At my son's graduation, I quickly took note of a line from his principal's speech: "Just because something can be measured or counted doesn't mean it will ultimately count for anything."

Dr. Jocelyn Lowinger admits she's spent most of her career as a physician defending and utilizing evidence-based medicine -- that which can be measured and counted. But now she wonders "if an over-reliance on evidence has watered down the intuitiveness and people skills that we have used for millennia to provide unconditional empathy, encouragement, hope and other ingredients for healing" ("The problem with evidence-based health is not what you think").

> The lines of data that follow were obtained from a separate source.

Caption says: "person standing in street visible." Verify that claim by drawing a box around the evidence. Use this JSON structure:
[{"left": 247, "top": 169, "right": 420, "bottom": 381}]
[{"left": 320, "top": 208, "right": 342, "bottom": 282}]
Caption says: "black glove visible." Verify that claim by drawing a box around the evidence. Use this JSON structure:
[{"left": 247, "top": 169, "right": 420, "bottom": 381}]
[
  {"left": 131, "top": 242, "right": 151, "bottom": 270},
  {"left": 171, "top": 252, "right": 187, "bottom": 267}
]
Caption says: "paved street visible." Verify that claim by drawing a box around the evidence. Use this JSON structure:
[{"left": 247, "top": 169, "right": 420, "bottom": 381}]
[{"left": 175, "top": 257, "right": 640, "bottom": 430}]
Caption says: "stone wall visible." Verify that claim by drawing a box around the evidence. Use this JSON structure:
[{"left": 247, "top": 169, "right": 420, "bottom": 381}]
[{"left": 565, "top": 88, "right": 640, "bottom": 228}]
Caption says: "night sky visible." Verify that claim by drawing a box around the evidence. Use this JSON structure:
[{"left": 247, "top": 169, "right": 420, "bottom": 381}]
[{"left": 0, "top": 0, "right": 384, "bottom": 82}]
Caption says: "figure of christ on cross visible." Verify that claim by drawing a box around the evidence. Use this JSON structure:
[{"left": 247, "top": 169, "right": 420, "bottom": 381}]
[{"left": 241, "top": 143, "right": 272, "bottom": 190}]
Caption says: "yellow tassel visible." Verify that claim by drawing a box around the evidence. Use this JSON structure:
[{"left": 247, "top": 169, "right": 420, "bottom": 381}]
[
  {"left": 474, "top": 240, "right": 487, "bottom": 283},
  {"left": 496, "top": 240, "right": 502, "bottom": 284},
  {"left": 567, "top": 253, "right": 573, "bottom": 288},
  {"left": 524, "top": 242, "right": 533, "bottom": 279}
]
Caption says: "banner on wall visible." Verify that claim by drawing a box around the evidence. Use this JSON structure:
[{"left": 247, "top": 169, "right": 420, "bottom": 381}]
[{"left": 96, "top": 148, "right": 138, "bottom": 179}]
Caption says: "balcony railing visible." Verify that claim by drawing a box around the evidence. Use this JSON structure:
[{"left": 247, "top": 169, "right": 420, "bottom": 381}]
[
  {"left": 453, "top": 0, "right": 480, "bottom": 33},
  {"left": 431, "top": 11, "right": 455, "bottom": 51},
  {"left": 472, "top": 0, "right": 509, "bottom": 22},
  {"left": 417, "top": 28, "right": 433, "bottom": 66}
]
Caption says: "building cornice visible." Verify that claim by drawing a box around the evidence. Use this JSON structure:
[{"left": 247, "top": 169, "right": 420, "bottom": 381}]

As someone who has seen the benefits of a spiritual system of health care, in which prayer and trust in the Divine promotes the essential ingredients of healing such as hope, encouragement, unconditional love -- it is my firm belief that these and other innate spiritual sensibilities dissolve doubt in the mind of a patient and lead to the reality of the present possibility of health. Since these qualities are always at hand, the antidote to doubt is available for all.

In answer to the question, "Will you explain sickness and show how it is to be healed?" theologian and Christian healer Mary Baker Eddy said in part that disease is "fear made manifest on the body."

Having healed countless cases and taught her students to do the same, Eddy gave clear instruction for how to refute disease: "Let neither fear nor doubt overshadow your clear sense and calm trust, that the recognition of life harmonious -- as Life [God] eternally is -- can destroy any painful sense of, or belief in, that which Life is not" (Science and Health with Key to the Scriptures, p. 495).

A "clear sense" and "calm trust" in the sustaining power of Life is true confidence. It's a doubt-defier that is worth employing.